Files
Obsidian-Vault/Work/Inbox/Servers.md

62 lines
2.4 KiB
Markdown

# Server Provisioning Checklist
## AWS / Forge Setup
- [ ] Use Forge to create server
- [ ] Tag the EC2 instance and the root storage
- [ ] After creation add elastic IP
- [ ] Add monitoring in Forge
- [ ] Update root volume to gp3
- [ ] Enable AWS backup
- [ ] Setup Forge database backups
- [ ] Set up SSH key access for team members
## OS Tooling
- [ ] Install atop (`apt install atop`, verify it runs via systemd and writes to `/var/log/atop/`)
- [ ] Install htop (`apt install htop`)
- [ ] Install gdu or ncdu (`apt install gdu` or `apt install ncdu`) for disk usage analysis
## Redis Hardening
- [ ] Set `maxmemory` to an appropriate limit (e.g. 2gb for a 16GB server)
- [ ] Set `maxmemory-policy allkeys-lru`
- [ ] Disable RDB persistence if not needed (`save ""`) to prevent fork-based OOM
- [ ] Persist config: `redis-cli CONFIG REWRITE`
- [ ] Verify config survives reboot: check `/etc/redis/redis.conf` directly
## Laravel / Horizon / Pulse
- [ ] Verify Horizon trim settings in `config/horizon.php` (recent/completed: 60 min or less)
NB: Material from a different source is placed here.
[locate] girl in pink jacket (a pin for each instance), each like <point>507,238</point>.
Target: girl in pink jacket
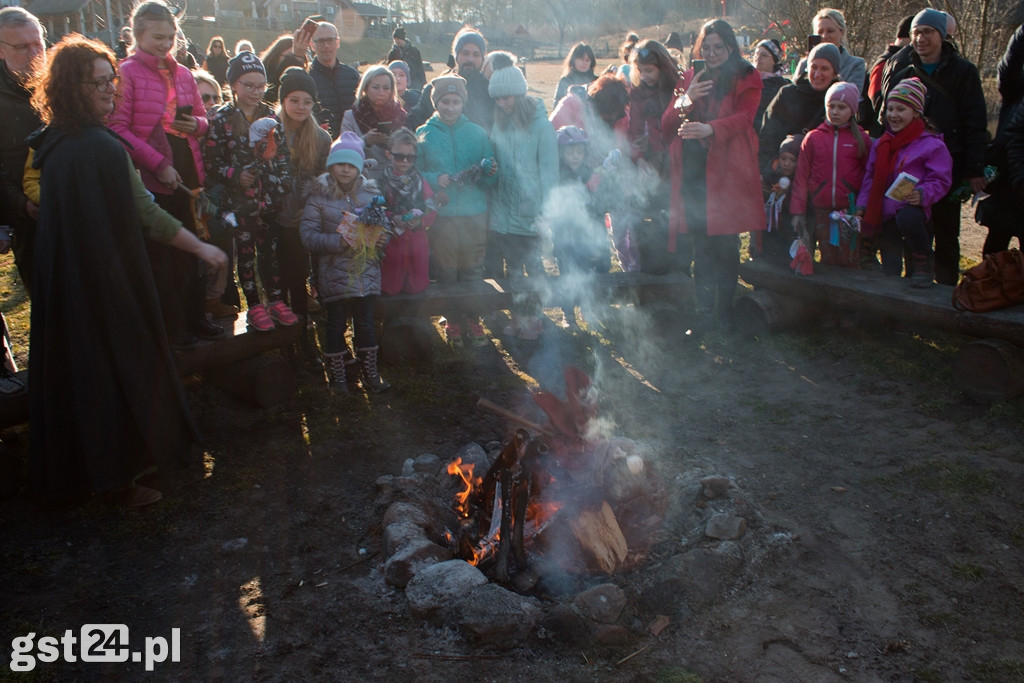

- [ ] If Pulse is enabled, ensure `pulse:work` is running in supervisor
- [ ] If Pulse is not used, disable it entirely (remove provider or `PULSE_ENABLED=false`)
- [ ] Set queue worker memory limits (`--memory=256`) and max jobs (`--max-jobs=500`)
## PHP-FPM
- [ ] Remove unused PHP-FPM pools/versions (only keep the version the site uses)
- [ ] Tune `pm.max_children` based on available RAM and per-worker memory usage
## Swap
- [ ] Verify swap is configured (at least 2 GB for a 16GB server)
- [ ] Check `vm.swappiness` is set appropriately (default 60 is fine for most cases)
## Security
- [ ] Verify UFW is enabled and only allows necessary ports (22, 80, 443)
- [ ] Disable password-based SSH login (`PasswordAuthentication no`)
- [ ] Verify unattended-upgrades is enabled for security patches
## Deployment
- [ ] Verify deployment script does not spawn hundreds of parallel processes (serialize unzip/rm)
- [ ] Cap node build memory: `NODE_OPTIONS=--max-old-space-size=512` in deploy script
- [ ] Test a deploy on the new server before going live
## Monitoring / Alerting
- [ ] Set up memory usage alerting (CloudWatch, Forge, or similar) so OOM situations are caught before they crash the server
- [ ] Set up disk usage alerting (logs and atop files can fill disks over time)
- [ ] Configure atop log retention (`/etc/default/atop`, default keeps 28 days)